Acordamos arrebentados. Eu, não como imaginava. A Debs, sim. Cada um foi encontrar com sua mãe, e juntamos todos na casa da sogra por volta das 16h. Capas de chuva nas mãos, voltamos ao Morumbi. E novamente, nada de fila. Entramos rápido, sentamos em cadeiras ensopadas na arquibancada vermelha, e por lá ficamos até a chegada dos pais da pequena. Éramos seis: esposa, mãe, sogros, cunhada e eu. E chovia, e parava, e chovia. E algum engraçadinho resolveu colocar pra tocar no estádio Who’ll Stop The Rain?, do Creedence. Gargalhadas… não tinha jeito mesmo. Foi assim comigo em 1992, no molhado show do Guns N’ Roses. Depois no Helloween. Seria assim no Paul. Às 21h10 começou novamente a projeção. A chuva parou, e não voltou mais.

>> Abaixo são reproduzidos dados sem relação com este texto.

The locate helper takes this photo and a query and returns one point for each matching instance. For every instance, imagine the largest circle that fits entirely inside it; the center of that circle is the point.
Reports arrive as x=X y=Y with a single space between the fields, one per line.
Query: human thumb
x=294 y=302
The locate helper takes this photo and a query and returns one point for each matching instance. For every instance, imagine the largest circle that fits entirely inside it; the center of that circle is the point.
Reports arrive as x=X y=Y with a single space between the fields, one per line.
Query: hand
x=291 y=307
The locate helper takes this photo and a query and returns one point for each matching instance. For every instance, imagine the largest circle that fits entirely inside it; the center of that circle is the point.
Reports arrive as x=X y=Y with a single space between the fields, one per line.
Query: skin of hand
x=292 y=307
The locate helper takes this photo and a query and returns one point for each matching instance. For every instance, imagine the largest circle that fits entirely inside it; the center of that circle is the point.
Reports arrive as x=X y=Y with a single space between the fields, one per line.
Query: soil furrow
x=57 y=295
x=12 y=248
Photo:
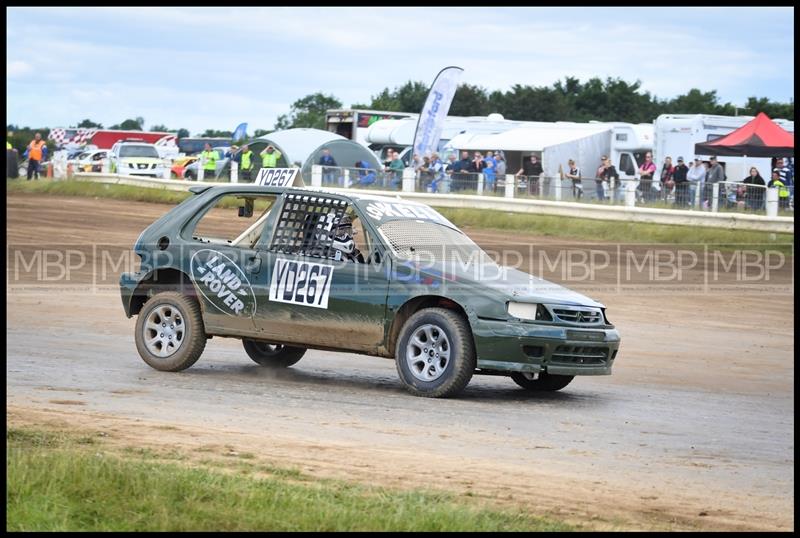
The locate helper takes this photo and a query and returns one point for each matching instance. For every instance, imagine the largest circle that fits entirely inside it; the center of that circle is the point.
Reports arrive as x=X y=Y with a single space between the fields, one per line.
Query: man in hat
x=715 y=175
x=679 y=177
x=696 y=178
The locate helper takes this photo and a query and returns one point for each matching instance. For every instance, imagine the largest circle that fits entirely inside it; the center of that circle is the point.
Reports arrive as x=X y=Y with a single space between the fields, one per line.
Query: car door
x=306 y=295
x=223 y=261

Pensem o que quiserem. Eu tenho minhas ideias sobre isso.

Às 21h40, lá estava ele de novo. Dessa vez via telão, dessa vez seria assim, e eu curtiria metade olhando pro show, metade olhando pra minha mãe. E assim foi, dessa vez menos emocionante, mais assimilado, mas algumas lágrimas surgiram sim, algumas vezes. Os pais atrás, os filhos na frente, veio Magical Mistery Tour, linda e colorida, pra começar o show. Eram lágrimas inéditas, e vieram. O que se seguiu dali em diante foi o show visto de cima, com intervenções semelhantes, e um ou outro improviso. Quatro músicas diferentes (Two of Us, Got to Get You Into My Life, I’m Looking Through You e Bluebird), além da já citada Magical Mistery Tour deram novos ares à apresentação do sujeito. Mas o novo ponto de vista trouxe também novas sensações, e percepções, como o universo todo do estádio reagindo àquilo tudo, nossos pais curtindo o moço e cantando junto, e da mesma forma, foi impossível não cantar tudo aquilo de novo, com energia um pouco mais baixa, mas igualmente intensa. Live And Let Die vista de longe foi igualmente impressionante. Let it Be fez muito mais sentido dali de cima. Foi mais fácil ser racional, e dali em diante ver se tudo aquilo que acontecera 24h antes foi de fato real. Foi. Mesmo. Ver minha mãe chorosa e feliz, curtir com ela, ver minha pequena ali pulando de novo (um pouco menos, é verdade, porque o cansaço era grande), e fotografando loucamente o show das nossas vidas… isso tudo a gente não coloca em cifrão, em número, em nada. E é o que vale de fato.

As caras de cansaço e alegria de todos quando do final do show esclareciam um pouco mais o encantamento que nos fez embarcar na loucura de dois megashows durante o intervalo de um dia. Valeu a pena sim. Não foi loucura. Foi euforia, devidamente recompensada por 6 horas de música. Da melhor música. Aquela que embalou alguns de nossos melhores momentos, e que agora ganham roupagem nova, e mais momentos pra não se esquecer.